In fine, il est de toute façon difficile de passer outre la puissance d’évocation et d’empathie que parvient à susciter La Ligne Verte : nous berçant dans une douce atmosphère mélancolique comme fantasmagorique, notamment grâce à sa photographie lumineuse (David Tattersall) et l’utilisation à bon escient d’une bande-originale aux multiples tons (Thomas Newman), son récit saura aussi bien nous réjouir que nous prendre aux tripes d’un plan à l’autre.

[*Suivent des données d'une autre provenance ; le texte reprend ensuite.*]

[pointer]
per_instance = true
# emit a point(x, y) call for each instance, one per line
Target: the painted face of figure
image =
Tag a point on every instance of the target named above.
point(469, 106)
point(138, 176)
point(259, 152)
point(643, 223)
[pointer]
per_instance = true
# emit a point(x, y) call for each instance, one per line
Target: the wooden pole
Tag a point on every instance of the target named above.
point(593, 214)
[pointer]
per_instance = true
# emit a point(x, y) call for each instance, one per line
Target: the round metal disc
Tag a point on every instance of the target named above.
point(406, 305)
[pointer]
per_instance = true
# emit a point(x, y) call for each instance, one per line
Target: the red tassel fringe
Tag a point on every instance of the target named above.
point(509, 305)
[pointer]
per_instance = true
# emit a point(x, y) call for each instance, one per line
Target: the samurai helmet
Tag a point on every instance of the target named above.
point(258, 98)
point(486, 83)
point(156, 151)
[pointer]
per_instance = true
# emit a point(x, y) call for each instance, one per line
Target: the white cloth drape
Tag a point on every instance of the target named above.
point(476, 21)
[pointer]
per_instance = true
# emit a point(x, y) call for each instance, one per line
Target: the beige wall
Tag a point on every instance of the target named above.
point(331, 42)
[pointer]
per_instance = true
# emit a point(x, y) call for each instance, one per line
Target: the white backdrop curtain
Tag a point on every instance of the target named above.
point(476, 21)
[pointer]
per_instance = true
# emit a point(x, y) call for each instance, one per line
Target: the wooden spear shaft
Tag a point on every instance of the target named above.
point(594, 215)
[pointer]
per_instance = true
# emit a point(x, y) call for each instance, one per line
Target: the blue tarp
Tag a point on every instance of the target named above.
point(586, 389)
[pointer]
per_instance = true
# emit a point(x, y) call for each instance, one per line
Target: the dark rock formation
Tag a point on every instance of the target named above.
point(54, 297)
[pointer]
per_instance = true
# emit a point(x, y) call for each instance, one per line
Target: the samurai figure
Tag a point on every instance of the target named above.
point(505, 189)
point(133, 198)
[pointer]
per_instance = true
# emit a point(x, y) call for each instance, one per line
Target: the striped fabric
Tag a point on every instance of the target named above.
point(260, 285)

Ajoutez-y les prestations conformes d’un casting aux petits oignons, Tom Hanks magnifiant l’ordinaire et l’immensité d’un Michael Clarke Duncan remuant, et voici donc que ce « Darabont, d’après Stephen King » a tout du film mémorable.
Pour finir, si sa réflexion finale quant aux tourments d’une ébauche d’immortalité parachève sa réussite en nous assénant une ultime dague d’humanité et de foi hagarde, concepts au demeurant indissociables, il est à regretter que ce dernier ait parfois manqué le coche en termes de subtilité comme de cohérence : la manifestation des pouvoirs de John cristallise à merveille ce point, La Ligne Verte ne lésinant pas sur les effets de lumières « divines » pour en appuyer la nature improbable... mais était-ce vraiment nécessaire ? Dans la lignée du « sauvetage » de Melinda Moores, entreprise non avare en péripéties croustillantes mais de base extravagante (ne pas prévenir en amont Hall, pour mieux le mettre devant le fait accompli, fait cogiter), tout n’est pas parfait mais... l’ensemble fonctionne.
Bref, La Ligne Verte vaut bien ses louanges en sa qualité d’œuvre dense, unique et captivante, n’en déplaise à ceux qui lui reprocheraient, peut-être à raison, ses élans moraux bien-pensant.